URI encoding / decoding APIs usually "aggressively" percent-encode characters, as demonstrated in the following example. Note how the circumflexes '^' (%5E), square brackets '[' (%5B) ']' (%5D) and double-quotes '"' (%22) are also percent-encoded (due to their "unsafe" / "unwise" nature within URIs) :

#epubcfi(/6/4!/4/10/2/1:3%5B%D0%A4-%22spa%20ce%22-99%25-aa%5E%5Bbb%5E%5D%5E%5E%5D)

 3 EPUB CFI Processing

 3.1 Path Resolution

The process of resolving an EPUB CFI to a location within an EPUB Publication begins with the root package element of the Package Document. Each step in the CFI is then processed one by one, left to right, applying the rules defined in the following subsections.

note

The EPUB CFI examples in the following subsections are based on the sample documents in Examples.
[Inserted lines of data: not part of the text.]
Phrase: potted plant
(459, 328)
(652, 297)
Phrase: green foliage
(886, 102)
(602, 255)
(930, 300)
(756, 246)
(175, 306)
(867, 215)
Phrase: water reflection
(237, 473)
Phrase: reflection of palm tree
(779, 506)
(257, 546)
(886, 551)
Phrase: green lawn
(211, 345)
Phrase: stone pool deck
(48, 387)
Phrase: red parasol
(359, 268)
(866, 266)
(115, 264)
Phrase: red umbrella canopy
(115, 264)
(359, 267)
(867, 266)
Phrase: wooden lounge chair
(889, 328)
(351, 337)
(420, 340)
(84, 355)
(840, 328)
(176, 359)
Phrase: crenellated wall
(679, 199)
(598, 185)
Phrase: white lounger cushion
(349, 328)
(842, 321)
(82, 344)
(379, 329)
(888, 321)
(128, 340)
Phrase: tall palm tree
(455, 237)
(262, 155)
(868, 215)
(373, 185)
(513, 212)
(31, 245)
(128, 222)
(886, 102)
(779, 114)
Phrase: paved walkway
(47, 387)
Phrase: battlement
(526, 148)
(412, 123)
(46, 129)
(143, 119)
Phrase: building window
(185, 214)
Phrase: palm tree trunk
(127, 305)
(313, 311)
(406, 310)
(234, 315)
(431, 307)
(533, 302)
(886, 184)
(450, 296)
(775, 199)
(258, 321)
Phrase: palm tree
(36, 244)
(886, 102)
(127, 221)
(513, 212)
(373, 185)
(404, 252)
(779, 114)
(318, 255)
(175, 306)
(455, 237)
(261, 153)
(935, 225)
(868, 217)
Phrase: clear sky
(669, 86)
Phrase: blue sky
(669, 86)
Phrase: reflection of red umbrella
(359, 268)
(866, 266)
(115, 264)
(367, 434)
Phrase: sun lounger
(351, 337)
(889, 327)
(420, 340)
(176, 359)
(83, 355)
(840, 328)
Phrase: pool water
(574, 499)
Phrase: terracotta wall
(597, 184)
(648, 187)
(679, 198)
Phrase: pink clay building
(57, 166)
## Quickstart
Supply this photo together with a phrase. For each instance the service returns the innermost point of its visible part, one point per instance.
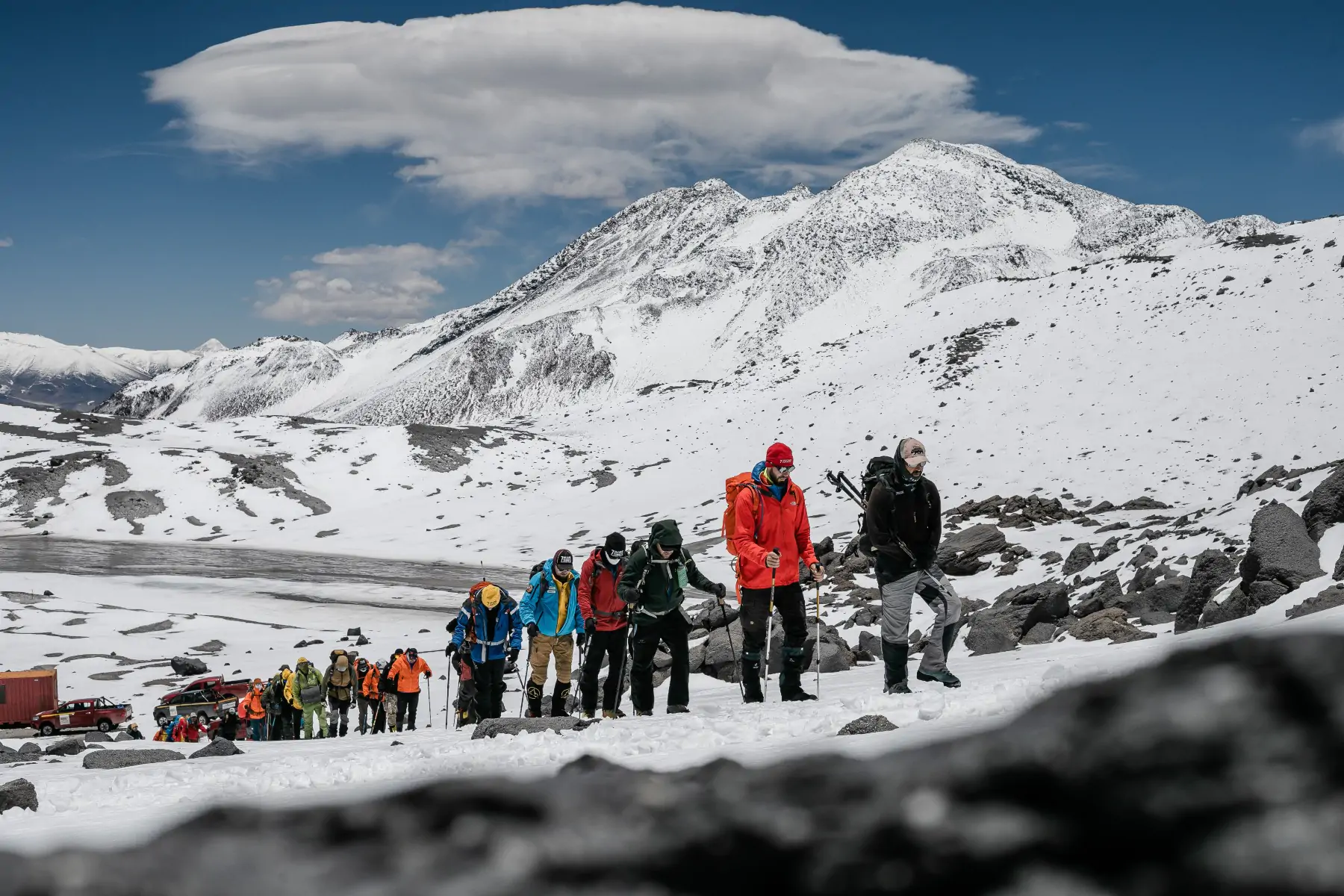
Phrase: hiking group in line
(618, 606)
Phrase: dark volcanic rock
(867, 726)
(1213, 570)
(960, 553)
(65, 747)
(188, 667)
(217, 747)
(1325, 505)
(20, 793)
(127, 758)
(497, 727)
(1108, 623)
(1210, 805)
(1327, 600)
(1280, 550)
(1078, 559)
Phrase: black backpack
(880, 469)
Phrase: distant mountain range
(40, 373)
(692, 282)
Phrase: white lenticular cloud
(1330, 134)
(586, 102)
(378, 285)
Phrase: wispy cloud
(369, 285)
(584, 102)
(1331, 134)
(1089, 169)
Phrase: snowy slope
(683, 284)
(40, 371)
 3.1.1 Step Reference to Child Element or Character Data (/)

A step with a slash (/) followed by a positive integer refers to either a child element or a chunk of character data, as per the rules defined herein:

  • [XML] content other than element and character data is ignored. Note that as per the [XML] specification, character data inside CDATA sections is included, and conversely, XML comments are ignored.

  • [XML] character data that corresponds to insignificant whitespace (typically used for markup formatting/indenting) is preserved. Character and entity references are considered expanded, and character data is obtained from the "included replacement text" (as per the terminology defined in the [XML] specification).

  • [XML] character data that is interspersed amongst sibling child elements (i.e., "mixed content" context) is logically organised into (potentially-empty) chunks of contiguous character data: the first chunk is located before the first child element (left sibling), the last chunk is located after the last child element (right sibling), and there is one chunk between each pair of child elements. When there are no child elements, there is one (potentially-empty) chunk of character data. Consecutive (potentially-empty) chunks of character data are each assigned odd indices (i.e., starting at 1, followed by 3, etc.).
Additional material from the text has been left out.